# Using vectorized representations of text for semantic text similarity

This notebook has been created to allow students of the TNLP 25/26 course to complete their assignment on vectorized representations of text. This notebook is provided with the minimal information to start working on the assignment.

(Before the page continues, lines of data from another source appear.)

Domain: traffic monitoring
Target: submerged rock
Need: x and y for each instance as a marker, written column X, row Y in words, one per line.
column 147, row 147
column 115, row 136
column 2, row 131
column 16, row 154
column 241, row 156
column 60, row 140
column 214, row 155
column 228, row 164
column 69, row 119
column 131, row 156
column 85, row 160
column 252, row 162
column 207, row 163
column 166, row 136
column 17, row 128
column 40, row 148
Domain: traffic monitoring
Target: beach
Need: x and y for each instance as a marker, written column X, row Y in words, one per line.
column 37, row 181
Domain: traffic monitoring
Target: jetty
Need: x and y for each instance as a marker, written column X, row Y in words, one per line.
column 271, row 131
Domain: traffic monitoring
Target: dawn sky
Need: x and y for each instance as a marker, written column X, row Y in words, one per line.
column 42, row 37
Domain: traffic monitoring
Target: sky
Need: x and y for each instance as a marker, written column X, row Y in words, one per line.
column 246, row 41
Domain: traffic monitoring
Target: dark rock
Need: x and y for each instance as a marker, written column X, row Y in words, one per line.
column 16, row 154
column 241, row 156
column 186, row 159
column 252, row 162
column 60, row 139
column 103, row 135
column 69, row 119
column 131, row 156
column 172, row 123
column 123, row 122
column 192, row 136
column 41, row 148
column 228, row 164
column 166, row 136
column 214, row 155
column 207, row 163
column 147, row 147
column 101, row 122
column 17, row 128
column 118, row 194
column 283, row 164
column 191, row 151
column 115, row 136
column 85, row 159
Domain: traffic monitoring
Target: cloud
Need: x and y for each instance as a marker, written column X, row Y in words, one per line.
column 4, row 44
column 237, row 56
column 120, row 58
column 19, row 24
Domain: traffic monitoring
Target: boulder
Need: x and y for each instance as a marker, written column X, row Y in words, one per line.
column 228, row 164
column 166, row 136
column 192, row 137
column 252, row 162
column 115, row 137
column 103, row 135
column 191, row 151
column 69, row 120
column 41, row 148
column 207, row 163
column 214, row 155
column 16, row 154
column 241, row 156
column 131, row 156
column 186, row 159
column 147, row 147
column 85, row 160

Students will have to follow the [instructions](https://mespla.github.io/tpln2526/assignment-searchinvectorialspace/) of the assignment reflecting in this notebook the work done.

The starting point will be to install both the `scikit-learn` and the `sentence-embeddings` python libraries:

In [None]:
!pip install sentence-transformers scikit-learn



Once this is done, students will have to download and read the file containing the dataset consisting of a list of scientific paper's title and abstract.


In [None]:
import json
import os
import requests
# =========================
# Section 2 — Dataset Acquisition & Loading (EMNLP 2016–2018 JSON)
# =========================

import os, json, hashlib, requests
from collections import Counter

DATA_URL = "https://sbert.net/datasets/emnlp2016-2018.json"
DATA_PATH = "emnlp2016-2018.json"   # Feel free to rename, but keep it consistent across the notebook
FORCE_DOWNLOAD = False             # Set True if you want to re-download even if the file exists

def sha256_of_file(path: str) -> str:
    h = hashlib.sha256()
    with open(path, "rb") as f:
        for chunk in iter(lambda: f.read(1024 * 1024), b""):
            h.update(chunk)
    return h.hexdigest()

def download_json(url: str, out_path: str, timeout: int = 120) -> None:
    r = requests.get(url, stream=True, timeout=timeout)
    r.raise_for_status()
    with open(out_path, "wb") as f:
        for chunk in r.iter_content(chunk_size=1024 * 1024):
            if chunk:
                f.write(chunk)

# --- (1) Acquire the dataset file (download if missing) ---
if FORCE_DOWNLOAD or (not os.path.exists(DATA_PATH)):
    print(f"[Download] Fetching dataset from: {DATA_URL}")
    download_json(DATA_URL, DATA_PATH)
    print(f"[Download] Saved to: {DATA_PATH}")
else:
    print(f"[Cache] Using existing file: {DATA_PATH}")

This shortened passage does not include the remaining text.